Der Oracle-Aktie kommt dies Strategie zugute.

Oracles Erfolg in Zahlen

Mit seinem integrierten Ansatz gelingt es, sich gegenüber anderen Hyperscalern zu differenzieren. Entsprechende Cloud-Abos erfreuen sich daher gutem Kundenzuspruch. Und das sorgt nicht nur für einen Ausbau der Kundenbasis, sondern erleichtert auch das Cross-Selling und reduziert die Bereitstellungskosten. Im Ergebnis erzielt Oracle nicht nur mehr Umsatz, sondern auf lange Sicht auch höhere Margen.
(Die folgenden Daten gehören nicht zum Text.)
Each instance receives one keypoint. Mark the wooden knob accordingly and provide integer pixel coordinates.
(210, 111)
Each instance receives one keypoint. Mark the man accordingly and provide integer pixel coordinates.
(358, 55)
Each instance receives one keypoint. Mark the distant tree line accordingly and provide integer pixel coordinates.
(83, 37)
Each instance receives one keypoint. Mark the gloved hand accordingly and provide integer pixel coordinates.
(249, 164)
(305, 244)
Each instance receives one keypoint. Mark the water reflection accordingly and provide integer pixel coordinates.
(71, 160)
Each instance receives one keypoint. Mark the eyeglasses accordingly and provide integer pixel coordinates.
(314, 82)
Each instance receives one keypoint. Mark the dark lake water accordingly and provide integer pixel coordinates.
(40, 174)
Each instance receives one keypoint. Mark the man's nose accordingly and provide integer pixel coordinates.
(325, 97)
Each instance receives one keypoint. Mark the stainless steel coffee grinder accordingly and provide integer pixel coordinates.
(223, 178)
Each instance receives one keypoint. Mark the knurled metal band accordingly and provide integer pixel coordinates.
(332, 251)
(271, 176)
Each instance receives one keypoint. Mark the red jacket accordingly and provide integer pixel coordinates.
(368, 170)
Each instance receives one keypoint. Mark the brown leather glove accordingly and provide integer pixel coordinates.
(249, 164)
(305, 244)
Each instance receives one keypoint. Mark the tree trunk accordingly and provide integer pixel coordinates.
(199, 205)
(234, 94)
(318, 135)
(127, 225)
Im Geschäftsjahr 2022, das am 31. Mai endete, lag der Jahresumsatz noch bei 42,4 Mrd. US-Dollar, 2025 immerhin bei 57,4 Mrd. US-Dollar. Interessant ist dabei, wie sich die Cloudumsätze (IaaS plus SaaS) entwickelten: Im Q4/2022 waren es noch 2,9 Mrd. US-Dollar. Drei Jahre später schon 6,7 Mrd. US-Dollar. Beeindruckend ist in diesem Zusammenhang auch der Zuwachs von 41 % auf 138 Mrd. US-Dollar beim Auftragsbestand, der sich aus den bestehenden, oft mehrjährigen Kundenverträgen, ergibt.

Dass der Gesamtumsatz angesichts der rasanten Umstellung auf Abonnements nur mit einer Rate 8 % wächst, ist da zu verschmerzen, denn es spricht vieles dafür, dass künftig eine Beschleunigung erzielbar ist, je mehr Gewicht die Aboumsätze einnehmen.

Das mit der Margensteigerung funktioniert allerdings noch nicht. Die normalisierte operative Marge lag 2022 bei 46 % und 2025 bei 44 %. Beim berichteten Gewinn je Aktie gab es im Vergleich zu 2021 sogar einen kleinen Rückgang.

Das Management rechtfertigt diese Stagnation erstens mit der noch laufenden Umstellung von Lizenzen auf Abonnements, wegen der verzögerten Umsatzrealisierung. Der zweite Punkt betrifft die massiven Zukunftsinvestitionen. Oracle nimmt viele Milliarden in die Hand, um Supercluster, Rechenzentren und GPU-Kapazitäten auszubauen. Zudem geht das Unternehmen bei diversen KI-Partnerschaften in Vorleistung.

Oracle-Aktie – von Value zu einer Wette auf die Zukunft

Noch vor einigen Jahre war Oracle eher eine Art Cash-Cow, die ordentliche Zahlen ablieferte, aber wenig Fantasie bot. Inzwischen geht das Unternehmen jedoch in die Vollen, um beim großen Spiel rund um Cloud und KI in die erste Reihe vorzustoßen. Oracle verfügt historisch bedingt über einzigartige Stärken, die bei dieser Strategie zum Tragen kommen.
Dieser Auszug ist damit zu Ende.